Let’s add up the column variable by creating a new column variable and then compare them to the Score and GDP per capita.
happy20 <- happy20 %>%
mutate(Total = Social.support + Healthy.life.expectancy + Freedom.to.make.life.choices + Generosity + Perceptions.of.corruption)
colnames(happy20)
## [1] "Overall.rank" "Country.or.region"
## [3] "Score" "GDP.per.capita"
## [5] "Social.support" "Healthy.life.expectancy"
## [7] "Freedom.to.make.life.choices" "Generosity"
## [9] "Perceptions.of.corruption" "Total"
happy20_total<-select(happy20, Country.or.region, Score, GDP.per.capita, Total)
head(happy20_total)
## Country.or.region Score GDP.per.capita Total
## 1 Finland 7.769 1.340 3.715
## 2 Denmark 7.600 1.383 3.823
## 3 Norway 7.554 1.488 3.825
## 4 Iceland 7.494 1.380 3.713
## 5 Netherlands 7.488 1.396 3.698
## 6 Switzerland 7.480 1.452 3.756
I noticed that although Finland is at the top of the list overall, the total variables column I created does not dictate that Finland has the highest overall score.
# Sort by Total
happy20_total[order(happy20_total$Total, decreasing = TRUE),]

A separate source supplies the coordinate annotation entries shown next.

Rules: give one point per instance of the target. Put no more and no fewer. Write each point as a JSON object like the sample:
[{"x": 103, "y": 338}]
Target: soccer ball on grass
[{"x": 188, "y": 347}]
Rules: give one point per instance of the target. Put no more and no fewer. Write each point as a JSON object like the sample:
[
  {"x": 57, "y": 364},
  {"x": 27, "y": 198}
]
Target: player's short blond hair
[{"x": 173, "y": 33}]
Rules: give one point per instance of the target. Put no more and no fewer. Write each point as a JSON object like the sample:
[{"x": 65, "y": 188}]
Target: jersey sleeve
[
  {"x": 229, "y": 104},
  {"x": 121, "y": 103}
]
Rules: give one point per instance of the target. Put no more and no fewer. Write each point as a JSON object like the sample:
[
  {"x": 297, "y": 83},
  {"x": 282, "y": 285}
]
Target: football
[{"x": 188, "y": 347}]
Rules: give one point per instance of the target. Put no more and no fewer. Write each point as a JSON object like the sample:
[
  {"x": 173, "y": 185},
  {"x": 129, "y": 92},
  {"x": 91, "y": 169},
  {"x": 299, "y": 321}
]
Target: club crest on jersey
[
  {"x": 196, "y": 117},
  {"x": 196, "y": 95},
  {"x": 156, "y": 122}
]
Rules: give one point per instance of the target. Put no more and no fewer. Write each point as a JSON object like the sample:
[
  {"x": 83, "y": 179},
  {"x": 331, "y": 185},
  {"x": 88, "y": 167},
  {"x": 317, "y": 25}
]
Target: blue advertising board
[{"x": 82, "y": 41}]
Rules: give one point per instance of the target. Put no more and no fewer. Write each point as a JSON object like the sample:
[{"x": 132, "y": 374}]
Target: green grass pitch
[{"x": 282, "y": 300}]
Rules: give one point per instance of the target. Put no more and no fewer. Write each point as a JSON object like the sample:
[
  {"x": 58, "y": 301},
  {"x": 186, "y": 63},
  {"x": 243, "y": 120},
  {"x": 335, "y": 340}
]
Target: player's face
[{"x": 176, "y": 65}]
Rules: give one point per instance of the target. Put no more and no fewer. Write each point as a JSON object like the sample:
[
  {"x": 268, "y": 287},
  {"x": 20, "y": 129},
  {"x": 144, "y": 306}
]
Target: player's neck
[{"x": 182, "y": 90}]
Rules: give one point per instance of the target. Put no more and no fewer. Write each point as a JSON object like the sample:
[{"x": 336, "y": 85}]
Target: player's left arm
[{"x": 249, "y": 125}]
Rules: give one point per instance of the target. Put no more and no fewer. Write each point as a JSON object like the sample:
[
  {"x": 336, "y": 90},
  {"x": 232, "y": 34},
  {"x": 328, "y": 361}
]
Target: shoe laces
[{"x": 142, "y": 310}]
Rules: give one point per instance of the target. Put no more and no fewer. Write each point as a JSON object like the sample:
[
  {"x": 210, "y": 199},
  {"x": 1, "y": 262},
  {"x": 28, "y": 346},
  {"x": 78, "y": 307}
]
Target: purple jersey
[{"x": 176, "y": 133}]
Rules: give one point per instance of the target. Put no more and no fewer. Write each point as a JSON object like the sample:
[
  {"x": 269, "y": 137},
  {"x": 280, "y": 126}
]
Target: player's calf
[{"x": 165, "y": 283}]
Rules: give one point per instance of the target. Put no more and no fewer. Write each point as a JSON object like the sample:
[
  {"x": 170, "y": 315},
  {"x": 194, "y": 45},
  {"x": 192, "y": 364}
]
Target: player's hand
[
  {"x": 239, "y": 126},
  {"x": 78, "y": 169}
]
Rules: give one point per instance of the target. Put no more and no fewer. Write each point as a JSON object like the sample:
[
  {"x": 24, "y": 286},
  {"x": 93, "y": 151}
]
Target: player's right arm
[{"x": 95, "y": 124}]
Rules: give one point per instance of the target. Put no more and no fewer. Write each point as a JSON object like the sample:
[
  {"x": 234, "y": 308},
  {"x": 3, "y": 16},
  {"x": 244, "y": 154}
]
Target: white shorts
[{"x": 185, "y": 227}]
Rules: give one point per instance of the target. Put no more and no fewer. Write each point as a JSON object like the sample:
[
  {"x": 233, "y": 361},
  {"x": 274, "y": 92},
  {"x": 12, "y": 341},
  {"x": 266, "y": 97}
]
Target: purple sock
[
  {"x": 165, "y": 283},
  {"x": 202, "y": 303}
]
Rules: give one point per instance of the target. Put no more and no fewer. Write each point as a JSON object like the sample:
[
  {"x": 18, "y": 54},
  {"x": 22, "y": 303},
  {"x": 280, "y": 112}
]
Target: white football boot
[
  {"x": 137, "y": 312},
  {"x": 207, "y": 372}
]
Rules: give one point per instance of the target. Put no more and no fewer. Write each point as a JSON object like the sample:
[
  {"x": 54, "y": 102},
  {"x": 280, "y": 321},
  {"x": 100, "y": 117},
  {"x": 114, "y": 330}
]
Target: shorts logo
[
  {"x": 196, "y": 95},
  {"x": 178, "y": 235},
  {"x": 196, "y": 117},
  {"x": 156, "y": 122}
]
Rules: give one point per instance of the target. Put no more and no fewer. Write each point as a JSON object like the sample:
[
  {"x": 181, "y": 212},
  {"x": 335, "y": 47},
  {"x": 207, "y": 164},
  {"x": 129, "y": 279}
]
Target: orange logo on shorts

## Country.or.region Score GDP.per.capita Total
## 8 New Zealand 7.307 1.303 3.878
## 3 Norway 7.554 1.488 3.825
## 2 Denmark 7.600 1.383 3.823
## 11 Australia 7.228 1.372 3.763
## 6 Switzerland 7.480 1.452 3.756
## 9 Canada 7.278 1.365 3.721
## 1 Finland 7.769 1.340 3.715
## 4 Iceland 7.494 1.380 3.713
## 7 Sweden 7.343 1.387 3.710
## 5 Netherlands 7.488 1.396 3.698
## 16 Ireland 7.021 1.499 3.676
## 15 United Kingdom 7.054 1.333 3.610
## 14 Luxembourg 7.090 1.609 3.527
## 10 Austria 7.246 1.376 3.493
## 17 Germany 6.985 1.373 3.462
## 18 Belgium 6.923 1.356 3.333
## 12 Costa Rica 7.167 1.034 3.199
## 13 Israel 7.139 1.276 3.198
## 19 United States 6.892 1.433 3.193
## 20 Czech Republic 6.852 1.269 2.946
# Sort by GDP
happy20_total[order(happy20_total$GDP.per.capita, decreasing = TRUE),]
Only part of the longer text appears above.